Selling Covered Calls on Borrowed Bitcoin: Strategic Yield with Asymmetric Risk

| Crypto Options | 10 seen

On May 25, 2025, we executed a position that perfectly illustrates a niche but compelling setup in the crypto derivatives space. We:

  • Borrowed 0.01 BTC (worth $1,080 at the time),
  • Posted 0.54 ETH as collateral (worth $1,350),
  • And sold a cash-settled call option on 0.01 BTC with a strike price of $110,000,
  • Collecting a premium of $17 with weekly expiry (May 30).

Let’s break down the rationale, benefits, risks, and variations of this strategy — and why, despite its synthetic nature, it can be a valuable tool in Terramatris' option yield strategies.

The Core Strategy

The basic idea is to monetize a borrowed BTC position by selling a cash-settled call option against it. If BTC stays below the strike at expiry, we pocket the premium. If BTC rises above the strike, we owe the difference in cash, not the actual asset — avoiding delivery risk.

Important nuance: This is not a traditional covered call.
We don’t own the BTC — we’ve borrowed it.
That makes it a synthetic covered call, with an embedded liability to return the BTC.

When This Trade Makes Sense

We like this setup when there's no strong expectation of a significant upside rally, but also no urgency to unwind BTC exposure. Here's why:

  • Downside is unaffected: If BTC dumps, we simply repay what we borrowed + interest.
  • Upside is capped: We sacrifice potential gains above the strike, but in this scenario, we don’t own BTC anyway, so that upside isn’t truly ours to begin with.
  • Premium acts as yield: In flat or mildly bearish markets, we earn incremental yield on BTC exposure we don’t even fund directly.

This structure creates asymmetric optionality: we earn in neutral-to-bearish markets, while having limited pain if BTC rips — provided we manage risk proactively.

When This Trade Can Go Wrong

While selling calls against borrowed BTC can be structurally appealing in range-bound or declining markets, the risk profile changes drastically if BTC rallies hard.

If BTC rises above the strike price (e.g., to $120,000 while our strike is $110,000), the option gets exercised and we owe the difference in cash — $100 in this case. That’s manageable. But:

  • We don’t own the BTC — we borrowed it.
  • We must return 0.01 BTC, now worth $1,200, not the $1,080 it was at entry.
  • Plus, we’re paying interest on the BTC loan during the holding period.

Yes, we can roll the option up and forward, but if the rally is fast or continuous, this becomes expensive and hard to sustain.

Roll-forward: The Tactical Adjustment

If BTC approaches or breaches the strike before expiry, we can roll the call forward:

  • Buy back the current option (at a loss)
  • Sell a new call at a later expiry — potentially at a higher strike
  • Capture more premium and defer obligation

This defers loss realization and potentially recovers it over time — a classic theta farming tactic.

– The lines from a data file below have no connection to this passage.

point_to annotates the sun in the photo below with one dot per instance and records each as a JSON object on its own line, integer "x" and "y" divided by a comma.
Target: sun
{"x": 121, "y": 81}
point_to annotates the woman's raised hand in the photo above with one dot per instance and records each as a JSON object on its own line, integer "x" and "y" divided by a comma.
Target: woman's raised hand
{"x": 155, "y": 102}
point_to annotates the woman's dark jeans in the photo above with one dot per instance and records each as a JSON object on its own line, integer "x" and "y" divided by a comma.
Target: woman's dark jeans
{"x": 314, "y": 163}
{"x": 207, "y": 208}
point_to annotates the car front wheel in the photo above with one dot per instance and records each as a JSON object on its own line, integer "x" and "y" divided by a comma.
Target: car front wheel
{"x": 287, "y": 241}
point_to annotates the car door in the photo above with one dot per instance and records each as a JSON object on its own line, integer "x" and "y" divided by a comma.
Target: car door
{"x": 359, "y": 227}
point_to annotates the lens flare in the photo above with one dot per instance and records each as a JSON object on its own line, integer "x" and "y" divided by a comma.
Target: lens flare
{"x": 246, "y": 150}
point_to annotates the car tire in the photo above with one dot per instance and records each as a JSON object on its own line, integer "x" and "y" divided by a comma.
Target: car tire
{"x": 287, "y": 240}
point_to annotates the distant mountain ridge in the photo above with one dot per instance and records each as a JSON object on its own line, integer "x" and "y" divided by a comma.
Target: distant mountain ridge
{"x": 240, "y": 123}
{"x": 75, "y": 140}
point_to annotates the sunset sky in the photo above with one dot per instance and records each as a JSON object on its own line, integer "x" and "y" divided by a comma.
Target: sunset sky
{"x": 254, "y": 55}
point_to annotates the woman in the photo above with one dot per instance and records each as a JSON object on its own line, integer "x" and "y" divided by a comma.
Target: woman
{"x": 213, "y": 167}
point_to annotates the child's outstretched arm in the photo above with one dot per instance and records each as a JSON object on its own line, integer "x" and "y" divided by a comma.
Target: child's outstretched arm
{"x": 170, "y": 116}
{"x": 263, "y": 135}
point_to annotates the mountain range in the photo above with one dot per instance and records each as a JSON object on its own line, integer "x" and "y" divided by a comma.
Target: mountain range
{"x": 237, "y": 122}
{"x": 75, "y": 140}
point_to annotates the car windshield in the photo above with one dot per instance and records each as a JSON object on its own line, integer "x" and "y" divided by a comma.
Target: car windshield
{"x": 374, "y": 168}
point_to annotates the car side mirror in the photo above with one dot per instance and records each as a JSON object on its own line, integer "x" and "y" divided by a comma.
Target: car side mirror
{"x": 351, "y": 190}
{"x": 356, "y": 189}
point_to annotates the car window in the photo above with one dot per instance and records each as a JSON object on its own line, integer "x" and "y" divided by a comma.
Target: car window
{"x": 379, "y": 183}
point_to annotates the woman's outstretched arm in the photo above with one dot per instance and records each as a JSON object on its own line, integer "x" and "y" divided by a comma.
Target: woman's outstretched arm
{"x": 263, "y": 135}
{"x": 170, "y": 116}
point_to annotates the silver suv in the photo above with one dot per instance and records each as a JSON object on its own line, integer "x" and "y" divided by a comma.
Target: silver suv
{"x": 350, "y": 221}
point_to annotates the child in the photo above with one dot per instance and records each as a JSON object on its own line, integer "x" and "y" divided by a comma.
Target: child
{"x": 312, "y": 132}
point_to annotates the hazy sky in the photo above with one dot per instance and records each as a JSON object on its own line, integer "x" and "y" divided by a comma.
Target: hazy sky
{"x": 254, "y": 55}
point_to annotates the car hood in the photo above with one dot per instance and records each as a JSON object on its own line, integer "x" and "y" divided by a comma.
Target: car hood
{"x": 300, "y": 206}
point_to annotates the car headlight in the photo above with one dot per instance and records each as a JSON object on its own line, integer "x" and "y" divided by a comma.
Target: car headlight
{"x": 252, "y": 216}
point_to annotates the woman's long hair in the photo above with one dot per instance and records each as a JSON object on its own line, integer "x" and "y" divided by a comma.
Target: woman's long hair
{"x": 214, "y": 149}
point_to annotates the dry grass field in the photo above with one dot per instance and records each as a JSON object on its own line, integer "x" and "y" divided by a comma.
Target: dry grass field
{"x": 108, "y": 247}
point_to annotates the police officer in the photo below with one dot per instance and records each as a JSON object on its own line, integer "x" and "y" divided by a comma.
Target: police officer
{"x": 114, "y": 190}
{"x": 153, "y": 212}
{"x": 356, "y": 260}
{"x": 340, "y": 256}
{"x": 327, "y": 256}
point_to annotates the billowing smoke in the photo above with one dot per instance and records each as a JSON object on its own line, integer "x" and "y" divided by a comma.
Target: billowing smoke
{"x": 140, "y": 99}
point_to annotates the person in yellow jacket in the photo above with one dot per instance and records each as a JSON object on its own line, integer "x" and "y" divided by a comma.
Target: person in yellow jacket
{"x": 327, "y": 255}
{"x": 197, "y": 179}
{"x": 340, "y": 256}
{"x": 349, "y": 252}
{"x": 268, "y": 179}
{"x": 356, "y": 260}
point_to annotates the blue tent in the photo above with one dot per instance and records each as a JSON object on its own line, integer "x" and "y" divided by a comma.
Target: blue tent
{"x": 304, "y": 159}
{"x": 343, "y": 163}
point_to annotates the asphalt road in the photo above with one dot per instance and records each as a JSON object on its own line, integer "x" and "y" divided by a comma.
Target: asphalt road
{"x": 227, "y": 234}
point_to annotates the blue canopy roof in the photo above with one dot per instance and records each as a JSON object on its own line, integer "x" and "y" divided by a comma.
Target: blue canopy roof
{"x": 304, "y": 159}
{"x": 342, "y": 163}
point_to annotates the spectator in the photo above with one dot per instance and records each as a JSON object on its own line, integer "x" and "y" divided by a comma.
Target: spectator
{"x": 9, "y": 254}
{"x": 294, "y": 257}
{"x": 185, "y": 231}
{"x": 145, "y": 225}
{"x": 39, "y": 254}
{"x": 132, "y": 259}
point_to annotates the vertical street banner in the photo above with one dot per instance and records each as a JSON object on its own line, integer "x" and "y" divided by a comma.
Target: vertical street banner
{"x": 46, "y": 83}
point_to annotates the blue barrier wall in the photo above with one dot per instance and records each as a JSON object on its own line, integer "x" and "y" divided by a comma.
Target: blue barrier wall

Why It’s Not Truly “Covered”

Let’s be precise: a covered call requires that you own the underlying asset (BTC). In our case:

  • We borrow BTC — we don’t control it fully
  • The debt remains even after the option expires
  • If BTC rallies hard, we face repayment risk at high prices

So while the structure resembles a covered call, it’s closer to a short BTC position with a cash-settled call overlay.

Alternative: Borrowing Stablecoins Instead

One arguably cleaner alternative would be:

  1. Borrow USDC or USDT against ETH or BTC
  2. Use that to buy BTC outright
  3. Sell a true covered call against it

This shifts the exposure from a BTC liability to a stable-coin liability, which:

  • Makes P&L easier to track
  • Lets us own the BTC
  • Still gives us access to yield via covered calls

However, this invites another question:

Why not just use margin accounts from brokers or exchanges?

That’s valid — platforms like Binance or Deribit offer margin functionality that accomplishes similar goals, often with tighter integrations and better liquidity.

The Bigger Picture: Crypto Borrowing and DeFi

The broader insight here is that crypto borrowing is a rich, under-explored domain.

It powers:

  • Staking and yield farming
  • Liquidity provision in DeFi protocols
  • Cross-asset hedging
  • Capital-efficient options strategies like ours

As Terramatris continues exploring multi-asset, multi-platform yield generation, crypto collateralized borrowing remains one of the most flexible primitives available.

Final Thought

This approach is worth exploring only when upside explosion seems unlikely and there’s room to roll or unwind gradually. While it might look attractive due to its yield component and downside neutrality, the tail risk in a bullish breakout is real and potentially severe.

We include trades like this in our playbook not because they're “safe,” but because they challenge assumptions, expand strategic thinking, and reflect how crypto’s flexibility can be both a tool and a trap — depending on execution and timing.